EFFECTS OF THE INVENTION According to the present invention, a polyamide meltblown non-woven fabric having a good basis weight uniformity which has been conventionally obtained only with a low productivity, and which has almost no soft polymer blend which is a defect of the meltblown non-woven fabric, has a very soft texture. Can be manufactured with high productivity. The obtained polyamide meltblown nonwoven fabric can be suitably used as an interlining material for clothing, a gown for medical use, a drape, a sterilizing lap, a quilted batting, and the like. In addition, even with a low basis weight, it has good uniformity of basis weight, so even with a low basis weight, it has the effect of preventing strike-through of the adhesive resin on the adhesive interlining and the prevention of bacteria and the like, and is flexible, breathable and breathable. Excellent in.

[Brief description of drawings]

FIG. 1 is a sectional view of a melt blown nozzle used in the present invention.

FIG. 2 is a cross-sectional view of a conventional meltblown nozzle.
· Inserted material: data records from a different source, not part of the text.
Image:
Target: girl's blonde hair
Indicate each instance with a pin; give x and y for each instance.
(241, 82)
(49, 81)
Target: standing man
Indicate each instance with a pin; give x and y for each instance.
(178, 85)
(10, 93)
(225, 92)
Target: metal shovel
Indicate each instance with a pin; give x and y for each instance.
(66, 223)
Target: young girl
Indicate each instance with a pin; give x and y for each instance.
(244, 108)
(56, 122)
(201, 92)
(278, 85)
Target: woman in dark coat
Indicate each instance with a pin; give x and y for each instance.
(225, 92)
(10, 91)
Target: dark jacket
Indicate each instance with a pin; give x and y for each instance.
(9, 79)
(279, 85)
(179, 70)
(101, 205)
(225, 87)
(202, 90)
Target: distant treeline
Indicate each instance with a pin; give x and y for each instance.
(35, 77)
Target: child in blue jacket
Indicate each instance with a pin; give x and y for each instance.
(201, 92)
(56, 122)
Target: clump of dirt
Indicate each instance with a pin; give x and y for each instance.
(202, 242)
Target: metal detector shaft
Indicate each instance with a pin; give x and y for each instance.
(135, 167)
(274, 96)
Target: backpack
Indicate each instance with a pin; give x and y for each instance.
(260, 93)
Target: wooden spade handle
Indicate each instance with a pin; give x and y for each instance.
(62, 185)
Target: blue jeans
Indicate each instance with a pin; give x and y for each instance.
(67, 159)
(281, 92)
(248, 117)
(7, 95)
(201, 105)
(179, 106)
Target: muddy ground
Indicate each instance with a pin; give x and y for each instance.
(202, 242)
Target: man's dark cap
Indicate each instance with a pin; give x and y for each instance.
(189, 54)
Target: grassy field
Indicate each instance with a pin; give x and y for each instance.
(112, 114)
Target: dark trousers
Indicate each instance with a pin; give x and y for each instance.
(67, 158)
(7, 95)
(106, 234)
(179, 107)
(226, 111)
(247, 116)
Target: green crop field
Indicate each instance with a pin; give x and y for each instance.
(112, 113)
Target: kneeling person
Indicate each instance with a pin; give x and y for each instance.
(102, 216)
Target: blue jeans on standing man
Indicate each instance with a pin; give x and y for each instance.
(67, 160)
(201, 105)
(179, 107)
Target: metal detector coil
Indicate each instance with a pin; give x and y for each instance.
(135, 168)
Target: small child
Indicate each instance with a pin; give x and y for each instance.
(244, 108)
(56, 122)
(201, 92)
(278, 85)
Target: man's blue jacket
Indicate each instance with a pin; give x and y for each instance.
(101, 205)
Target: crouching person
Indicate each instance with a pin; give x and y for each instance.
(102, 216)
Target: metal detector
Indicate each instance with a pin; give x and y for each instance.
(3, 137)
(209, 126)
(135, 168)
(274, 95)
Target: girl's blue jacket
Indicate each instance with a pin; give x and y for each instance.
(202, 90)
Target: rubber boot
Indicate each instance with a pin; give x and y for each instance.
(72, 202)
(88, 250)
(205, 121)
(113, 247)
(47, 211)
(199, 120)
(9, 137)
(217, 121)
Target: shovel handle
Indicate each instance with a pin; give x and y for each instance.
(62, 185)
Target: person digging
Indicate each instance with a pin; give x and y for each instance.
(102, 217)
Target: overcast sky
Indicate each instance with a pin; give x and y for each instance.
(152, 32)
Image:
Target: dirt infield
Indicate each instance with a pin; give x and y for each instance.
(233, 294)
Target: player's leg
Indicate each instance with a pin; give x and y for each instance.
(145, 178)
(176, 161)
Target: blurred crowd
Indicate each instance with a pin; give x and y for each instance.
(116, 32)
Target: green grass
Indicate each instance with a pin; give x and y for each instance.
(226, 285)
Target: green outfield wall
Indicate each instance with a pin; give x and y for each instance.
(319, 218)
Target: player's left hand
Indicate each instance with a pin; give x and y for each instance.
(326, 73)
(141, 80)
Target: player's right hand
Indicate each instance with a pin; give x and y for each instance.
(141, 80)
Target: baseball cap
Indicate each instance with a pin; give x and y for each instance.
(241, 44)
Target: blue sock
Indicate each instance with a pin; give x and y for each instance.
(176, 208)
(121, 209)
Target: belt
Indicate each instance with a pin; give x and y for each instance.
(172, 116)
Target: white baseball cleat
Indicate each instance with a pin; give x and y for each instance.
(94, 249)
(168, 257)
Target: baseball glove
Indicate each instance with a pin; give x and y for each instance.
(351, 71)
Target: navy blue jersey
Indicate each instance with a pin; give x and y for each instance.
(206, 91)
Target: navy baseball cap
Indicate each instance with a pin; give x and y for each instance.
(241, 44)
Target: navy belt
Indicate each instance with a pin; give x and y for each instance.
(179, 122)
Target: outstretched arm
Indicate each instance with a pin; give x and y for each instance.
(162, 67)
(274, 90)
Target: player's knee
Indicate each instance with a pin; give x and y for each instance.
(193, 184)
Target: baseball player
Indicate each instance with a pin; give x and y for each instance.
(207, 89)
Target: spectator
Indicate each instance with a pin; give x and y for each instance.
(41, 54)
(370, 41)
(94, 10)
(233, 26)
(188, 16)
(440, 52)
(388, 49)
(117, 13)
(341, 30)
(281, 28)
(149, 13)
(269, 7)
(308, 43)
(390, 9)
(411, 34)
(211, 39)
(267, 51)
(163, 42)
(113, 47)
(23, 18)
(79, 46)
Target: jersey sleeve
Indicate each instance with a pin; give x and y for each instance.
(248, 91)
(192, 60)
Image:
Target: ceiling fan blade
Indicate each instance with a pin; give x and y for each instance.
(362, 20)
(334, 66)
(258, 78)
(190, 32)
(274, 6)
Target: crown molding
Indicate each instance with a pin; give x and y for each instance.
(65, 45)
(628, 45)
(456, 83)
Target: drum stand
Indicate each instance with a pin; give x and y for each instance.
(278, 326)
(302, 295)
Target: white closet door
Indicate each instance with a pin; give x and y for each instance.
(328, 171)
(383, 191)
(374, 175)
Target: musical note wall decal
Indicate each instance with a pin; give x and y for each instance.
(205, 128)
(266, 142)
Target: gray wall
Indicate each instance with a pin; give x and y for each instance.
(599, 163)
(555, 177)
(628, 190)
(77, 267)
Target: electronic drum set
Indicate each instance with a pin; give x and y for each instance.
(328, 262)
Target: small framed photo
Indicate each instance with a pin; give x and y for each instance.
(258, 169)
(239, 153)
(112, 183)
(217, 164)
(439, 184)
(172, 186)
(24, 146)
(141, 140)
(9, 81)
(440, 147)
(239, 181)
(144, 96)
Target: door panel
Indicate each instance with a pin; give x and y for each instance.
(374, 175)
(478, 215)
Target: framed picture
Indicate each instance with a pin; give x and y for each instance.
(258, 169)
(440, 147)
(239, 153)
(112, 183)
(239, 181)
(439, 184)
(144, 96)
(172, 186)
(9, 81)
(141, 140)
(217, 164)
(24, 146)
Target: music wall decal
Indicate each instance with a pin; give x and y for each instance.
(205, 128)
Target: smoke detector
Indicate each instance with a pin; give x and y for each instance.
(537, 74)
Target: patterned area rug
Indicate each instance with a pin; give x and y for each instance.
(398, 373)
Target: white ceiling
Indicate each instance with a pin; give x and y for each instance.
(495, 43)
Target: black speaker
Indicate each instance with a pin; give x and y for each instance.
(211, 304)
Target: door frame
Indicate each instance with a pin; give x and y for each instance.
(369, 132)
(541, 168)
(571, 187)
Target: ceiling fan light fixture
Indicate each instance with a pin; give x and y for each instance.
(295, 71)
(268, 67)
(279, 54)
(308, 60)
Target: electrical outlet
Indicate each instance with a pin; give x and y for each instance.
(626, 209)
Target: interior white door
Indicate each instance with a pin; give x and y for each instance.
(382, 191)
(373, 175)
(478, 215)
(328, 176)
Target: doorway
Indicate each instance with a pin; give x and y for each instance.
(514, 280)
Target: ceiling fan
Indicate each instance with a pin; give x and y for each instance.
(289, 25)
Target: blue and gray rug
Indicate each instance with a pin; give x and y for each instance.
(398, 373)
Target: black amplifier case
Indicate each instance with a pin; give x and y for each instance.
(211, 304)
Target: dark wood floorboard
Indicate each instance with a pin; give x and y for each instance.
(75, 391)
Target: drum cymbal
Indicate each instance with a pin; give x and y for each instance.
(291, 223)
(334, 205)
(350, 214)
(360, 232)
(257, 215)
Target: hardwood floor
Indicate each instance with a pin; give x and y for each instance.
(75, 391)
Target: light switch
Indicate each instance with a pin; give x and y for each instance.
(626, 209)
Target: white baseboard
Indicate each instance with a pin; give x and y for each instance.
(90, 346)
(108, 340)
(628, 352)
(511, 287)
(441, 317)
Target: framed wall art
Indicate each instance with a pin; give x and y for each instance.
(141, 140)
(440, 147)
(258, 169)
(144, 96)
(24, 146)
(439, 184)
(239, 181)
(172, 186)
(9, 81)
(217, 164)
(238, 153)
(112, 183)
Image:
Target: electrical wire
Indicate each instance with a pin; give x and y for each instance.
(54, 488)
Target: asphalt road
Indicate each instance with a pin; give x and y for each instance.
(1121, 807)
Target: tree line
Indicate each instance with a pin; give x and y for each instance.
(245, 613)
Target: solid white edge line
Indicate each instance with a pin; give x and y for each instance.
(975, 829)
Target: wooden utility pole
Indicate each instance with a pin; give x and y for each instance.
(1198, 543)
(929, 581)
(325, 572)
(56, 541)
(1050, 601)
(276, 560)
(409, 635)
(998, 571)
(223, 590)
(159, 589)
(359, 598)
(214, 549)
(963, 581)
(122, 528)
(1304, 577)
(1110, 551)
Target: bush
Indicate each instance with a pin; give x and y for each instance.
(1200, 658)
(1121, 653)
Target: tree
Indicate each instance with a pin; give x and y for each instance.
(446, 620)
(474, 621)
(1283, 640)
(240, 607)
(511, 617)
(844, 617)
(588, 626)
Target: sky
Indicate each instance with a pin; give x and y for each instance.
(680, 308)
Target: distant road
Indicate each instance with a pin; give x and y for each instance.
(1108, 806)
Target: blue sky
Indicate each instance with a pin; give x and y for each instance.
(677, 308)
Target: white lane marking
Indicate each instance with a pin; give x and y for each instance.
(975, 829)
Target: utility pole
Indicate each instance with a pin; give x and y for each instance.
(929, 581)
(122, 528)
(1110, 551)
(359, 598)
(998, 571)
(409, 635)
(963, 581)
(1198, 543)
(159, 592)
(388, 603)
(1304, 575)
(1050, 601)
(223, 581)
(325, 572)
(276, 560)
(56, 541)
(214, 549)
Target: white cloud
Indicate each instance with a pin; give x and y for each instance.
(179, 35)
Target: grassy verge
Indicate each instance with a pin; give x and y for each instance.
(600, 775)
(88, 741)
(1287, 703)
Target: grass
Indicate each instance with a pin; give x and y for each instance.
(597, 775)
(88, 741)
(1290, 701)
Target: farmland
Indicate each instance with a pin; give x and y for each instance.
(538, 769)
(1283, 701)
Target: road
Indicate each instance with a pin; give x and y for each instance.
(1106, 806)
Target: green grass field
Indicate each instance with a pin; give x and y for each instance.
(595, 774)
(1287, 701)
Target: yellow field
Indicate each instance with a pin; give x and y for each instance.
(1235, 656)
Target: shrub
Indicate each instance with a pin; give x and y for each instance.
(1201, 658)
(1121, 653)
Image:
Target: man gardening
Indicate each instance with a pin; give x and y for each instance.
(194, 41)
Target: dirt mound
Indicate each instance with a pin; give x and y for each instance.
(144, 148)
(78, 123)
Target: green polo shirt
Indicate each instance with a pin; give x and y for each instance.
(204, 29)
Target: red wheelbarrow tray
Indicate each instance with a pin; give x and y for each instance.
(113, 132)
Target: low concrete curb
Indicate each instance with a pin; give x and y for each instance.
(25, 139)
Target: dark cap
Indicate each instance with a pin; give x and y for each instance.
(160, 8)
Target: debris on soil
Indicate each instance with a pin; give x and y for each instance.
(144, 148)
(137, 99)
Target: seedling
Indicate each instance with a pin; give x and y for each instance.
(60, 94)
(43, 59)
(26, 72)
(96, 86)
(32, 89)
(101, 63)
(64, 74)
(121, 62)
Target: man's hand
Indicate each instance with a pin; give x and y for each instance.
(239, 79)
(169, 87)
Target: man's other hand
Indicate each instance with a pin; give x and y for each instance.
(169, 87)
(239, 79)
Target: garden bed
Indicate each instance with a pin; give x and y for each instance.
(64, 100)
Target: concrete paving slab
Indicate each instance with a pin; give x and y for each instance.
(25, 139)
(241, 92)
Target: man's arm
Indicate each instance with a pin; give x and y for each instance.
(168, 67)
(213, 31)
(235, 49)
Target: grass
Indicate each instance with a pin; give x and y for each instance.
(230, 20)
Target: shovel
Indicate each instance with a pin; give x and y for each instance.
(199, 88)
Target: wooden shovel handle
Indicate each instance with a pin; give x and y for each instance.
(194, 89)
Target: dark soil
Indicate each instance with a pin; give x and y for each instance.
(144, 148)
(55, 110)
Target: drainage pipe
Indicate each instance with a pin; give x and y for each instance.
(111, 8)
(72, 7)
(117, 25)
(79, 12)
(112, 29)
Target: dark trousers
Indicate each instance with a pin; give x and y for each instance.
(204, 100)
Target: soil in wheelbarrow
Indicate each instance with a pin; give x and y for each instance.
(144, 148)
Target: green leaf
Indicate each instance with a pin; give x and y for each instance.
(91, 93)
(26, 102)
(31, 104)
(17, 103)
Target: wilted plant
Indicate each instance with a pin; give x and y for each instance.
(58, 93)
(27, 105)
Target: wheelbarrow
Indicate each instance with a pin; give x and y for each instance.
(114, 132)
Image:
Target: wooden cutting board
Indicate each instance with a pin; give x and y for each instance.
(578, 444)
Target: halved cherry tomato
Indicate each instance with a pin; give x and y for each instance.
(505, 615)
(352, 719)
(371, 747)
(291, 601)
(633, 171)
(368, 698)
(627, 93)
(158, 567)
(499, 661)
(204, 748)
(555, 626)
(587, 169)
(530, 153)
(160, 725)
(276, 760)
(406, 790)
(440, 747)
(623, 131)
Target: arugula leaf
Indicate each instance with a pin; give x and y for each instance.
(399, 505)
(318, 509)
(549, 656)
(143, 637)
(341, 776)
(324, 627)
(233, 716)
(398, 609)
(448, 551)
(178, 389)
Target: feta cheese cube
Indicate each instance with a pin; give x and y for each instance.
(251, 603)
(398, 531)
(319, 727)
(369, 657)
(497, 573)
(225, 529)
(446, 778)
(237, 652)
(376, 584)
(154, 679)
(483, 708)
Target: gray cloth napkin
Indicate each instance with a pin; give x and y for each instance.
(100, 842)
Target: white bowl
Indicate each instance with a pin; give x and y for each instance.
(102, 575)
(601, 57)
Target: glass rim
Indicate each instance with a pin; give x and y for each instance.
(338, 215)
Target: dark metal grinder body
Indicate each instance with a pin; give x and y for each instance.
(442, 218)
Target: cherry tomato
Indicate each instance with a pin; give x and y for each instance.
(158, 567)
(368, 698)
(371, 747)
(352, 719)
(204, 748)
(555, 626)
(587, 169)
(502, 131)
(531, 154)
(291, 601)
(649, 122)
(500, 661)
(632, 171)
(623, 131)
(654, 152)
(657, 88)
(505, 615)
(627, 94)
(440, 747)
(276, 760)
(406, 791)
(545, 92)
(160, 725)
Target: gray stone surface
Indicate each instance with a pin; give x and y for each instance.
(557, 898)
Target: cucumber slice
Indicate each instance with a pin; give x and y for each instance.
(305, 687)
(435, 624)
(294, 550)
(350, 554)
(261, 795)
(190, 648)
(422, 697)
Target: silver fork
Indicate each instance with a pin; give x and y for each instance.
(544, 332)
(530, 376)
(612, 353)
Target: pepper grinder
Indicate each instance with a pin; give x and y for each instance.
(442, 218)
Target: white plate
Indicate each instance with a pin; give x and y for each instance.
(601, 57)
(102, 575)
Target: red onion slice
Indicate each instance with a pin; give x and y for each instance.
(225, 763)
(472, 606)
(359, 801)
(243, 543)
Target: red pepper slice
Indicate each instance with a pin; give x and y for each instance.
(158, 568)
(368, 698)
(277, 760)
[Simple explanation of symbols]

 L: Projection distance from the lip end of the apex angle W: Lip gap θ: Die apex angle

─────────────────────────────────────────────────── ─── Continuation of the front page (51) Int.Cl. ⁶ Identification code Internal reference number FI technical display location D04H 3/03 A 7199-3B

Claims (1)

[Claims] 1. A fiber-forming polyamide is melt-discharged from an orifice-shaped nozzle having a cross-section of an isosceles triangle, which is formed in a row at the apex angle end of the isosceles triangle, and a constant gap is formed on both sides of the isosceles triangle. In a method for producing a polyamide meltblown nonwoven fabric, which comprises providing a pair of lips having the above, and thinning the fiber-forming polyamide into fine fibers by a high-temperature and high-speed gas ejected from the lip gap, and then collecting the fibers into a sheet. , The apex angle end portion does not have a substantially flat portion, and the protrusion distance (L) of the apex angle end portion protruding outward from the lip end is 0 mm or more and 0.8 mm or less, the lip interval (W)
Is 1.0 mm or more and 2.0 mm or less, and the apex angle of the isosceles triangle
(θ) 80 ° or more, using a melt blown nozzle die of 100 ° or less, the melt viscosity when passing through the orifice nozzle of the fiber-forming polyamide 20 poise or more, 250 poise or less, and of the high-temperature high-speed gas Injection pressure 0.2kg
/ Cm ² or more, the production method of the polyamide meltblown nonwoven fabric, which comprises a 1.0 kg / cm ^2.